In contrast to this, at reproducing equipment (platform) that has high processing power, and can perform a larger number of processes for sound quality improvement, the high-load sound quality enhancement process is performed on audio signals of a larger number of objects than in the example mentioned before.

For example, it is supposed that the types and priorities represented by metadata of the object OB1 to the object OB7 are (vocal, 1), (drums, 2), (guitar, 2), (bass, 3), (reverberation, 9), (audience, 10), and (environmental sound, 10), respectively.

At this time, the high-load sound quality enhancement process is performed on the audio signals of the object OB1 to the object OB3 with high priorities “1” and “2,” and the mid-load sound quality enhancement process is performed on the audio signals of the object OB4 and the object OB5 with priorities “3” and “9.” Then, the low-load sound quality enhancement process is performed on only the audio signals of the object OB6 and the object OB7 with the lowest priority “10.”

In addition, at a platform having processing power lower than typical processing power, the high-load sound quality enhancement process is performed on fewer audio signals than in the two examples mentioned before, and sound quality enhancement is performed more efficiently.

For example, it is supposed that the types and priorities represented by metadata of the object OB1 to the object OB7 are (vocal, 1), (drums, 2), (guitar, 2), (bass, 3), (reverberation, 9), (audience, 10), and (environmental sound, 10), respectively.

At this time, the high-load sound quality enhancement process is performed on only the audio signal of the object OB1 with the highest priority “1,” and the mid-load sound quality enhancement process is performed on the audio signals of the object OB2 and the object OB3 with the priority “2.” Then, the low-load sound quality enhancement process is performed on the audio signals of the object OB4 to the object OB7 with priorities equal to or lower than “3.”

As mentioned above, in the present technology, on the basis of at least either priority information or type information included in metadata, a sound quality enhancement process to be performed on each audio signal is selected.

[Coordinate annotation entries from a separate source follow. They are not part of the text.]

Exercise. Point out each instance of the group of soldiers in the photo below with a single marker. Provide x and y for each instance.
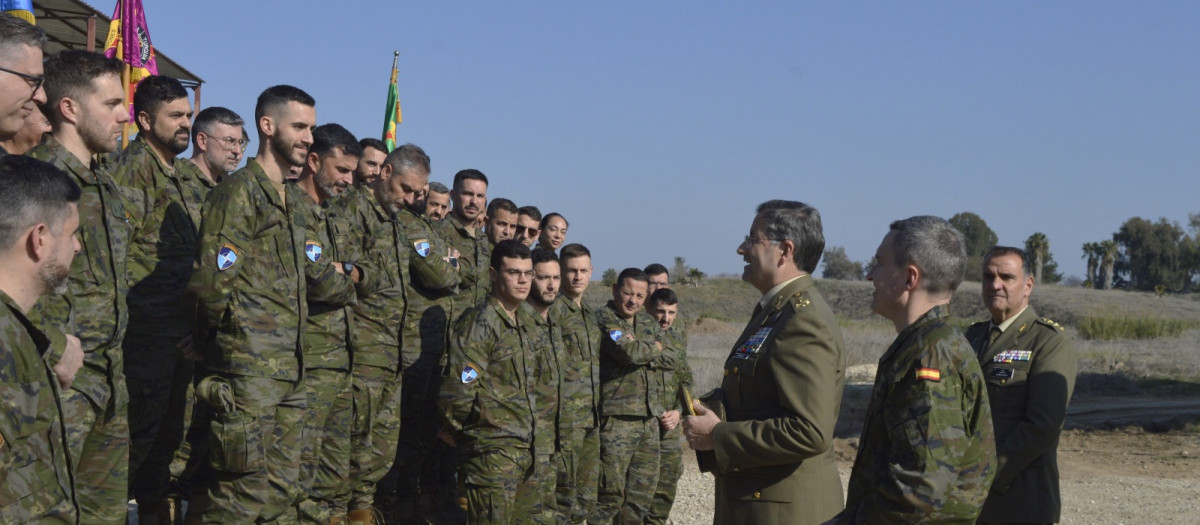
(322, 336)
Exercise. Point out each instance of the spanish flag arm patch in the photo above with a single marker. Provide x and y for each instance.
(929, 374)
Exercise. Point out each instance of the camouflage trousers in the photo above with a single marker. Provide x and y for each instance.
(375, 432)
(579, 474)
(670, 469)
(160, 411)
(99, 439)
(629, 469)
(256, 427)
(325, 445)
(497, 484)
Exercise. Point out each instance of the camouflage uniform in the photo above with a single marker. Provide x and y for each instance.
(489, 405)
(927, 452)
(669, 372)
(325, 450)
(95, 409)
(629, 409)
(251, 285)
(167, 199)
(35, 471)
(579, 441)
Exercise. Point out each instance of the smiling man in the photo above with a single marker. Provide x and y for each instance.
(1030, 367)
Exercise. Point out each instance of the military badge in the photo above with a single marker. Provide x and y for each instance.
(469, 373)
(421, 246)
(226, 257)
(312, 249)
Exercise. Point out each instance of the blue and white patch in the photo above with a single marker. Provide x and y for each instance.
(421, 246)
(469, 373)
(312, 251)
(226, 257)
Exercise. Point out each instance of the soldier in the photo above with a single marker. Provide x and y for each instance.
(927, 452)
(553, 231)
(469, 197)
(487, 402)
(373, 154)
(528, 225)
(671, 372)
(629, 424)
(87, 110)
(250, 279)
(21, 85)
(217, 143)
(773, 452)
(547, 348)
(437, 201)
(166, 194)
(579, 440)
(39, 218)
(1030, 367)
(333, 266)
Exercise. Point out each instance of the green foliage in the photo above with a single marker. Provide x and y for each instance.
(1127, 327)
(839, 266)
(977, 236)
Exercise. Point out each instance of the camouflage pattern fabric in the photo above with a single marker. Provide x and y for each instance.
(94, 309)
(927, 452)
(35, 471)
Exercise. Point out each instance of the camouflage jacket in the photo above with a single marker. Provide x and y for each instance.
(250, 277)
(474, 258)
(329, 294)
(167, 204)
(381, 309)
(927, 452)
(94, 307)
(433, 282)
(35, 474)
(579, 364)
(627, 351)
(547, 348)
(489, 399)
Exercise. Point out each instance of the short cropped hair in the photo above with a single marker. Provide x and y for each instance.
(70, 74)
(997, 251)
(274, 97)
(214, 115)
(407, 158)
(154, 91)
(468, 175)
(935, 247)
(633, 275)
(501, 204)
(329, 137)
(508, 248)
(797, 222)
(33, 192)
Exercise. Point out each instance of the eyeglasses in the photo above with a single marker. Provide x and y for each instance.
(229, 142)
(34, 82)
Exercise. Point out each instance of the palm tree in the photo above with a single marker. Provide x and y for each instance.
(1037, 246)
(1108, 254)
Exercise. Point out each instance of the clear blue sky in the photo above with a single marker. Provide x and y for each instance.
(655, 127)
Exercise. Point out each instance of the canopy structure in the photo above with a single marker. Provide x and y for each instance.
(73, 24)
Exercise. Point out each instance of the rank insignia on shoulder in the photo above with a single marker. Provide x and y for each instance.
(469, 373)
(226, 257)
(421, 246)
(312, 251)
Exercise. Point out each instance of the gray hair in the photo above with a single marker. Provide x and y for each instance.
(935, 247)
(797, 222)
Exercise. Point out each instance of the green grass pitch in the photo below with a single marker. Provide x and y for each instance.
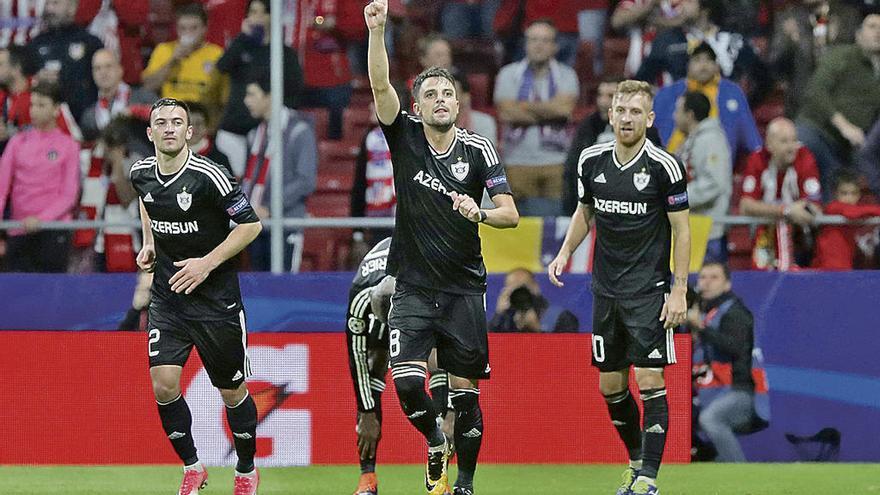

By doing so, for example, according to the processing power of reproducing equipment (platform), it is possible to set the overall processing load at a time of sound quality enhancement to be executed, and to perform sound quality enhancement, that is, sound quality improvement, at any type of reproducing equipment.

<Configuration Example of Signal Processing Apparatus>

Next, more specific embodiments of the present technology explained above are explained.

FIG. 1 is a figure depicting a configuration example of one embodiment of a signal processing apparatus to which the present technology is applied.

For example, a signal processing apparatus 11 depicted in FIG. 1 includes a smartphone, a portable player, a sound amplifier, a personal computer, a tablet, or the like.

The signal processing apparatus 11 has a decoding section 21, an audio selecting section 22, a sound-quality-enhancement processing section 23, a renderer 24, and a reproduction signal generating section 25.

For example, the decoding section 21 is supplied with a plurality of audio signals, and encoded data obtained by encoding metadata of the audio signals. For example, the encoded data is a bitstream or the like in a predetermined encoding format such as MPEG-H.

The decoding section 21 performs a decoding process on the supplied encoded data, and supplies audio signals obtained thereby and metadata of the audio signals to the audio selecting section 22.

For each of the plurality of audio signals supplied from the decoding section 21, and on the basis of the metadata supplied from the decoding section 21, the audio selecting section 22 selects a sound quality enhancement process to be performed on the audio signal, and supplies the audio signal to the sound-quality-enhancement processing section 23 according to a result of the selection.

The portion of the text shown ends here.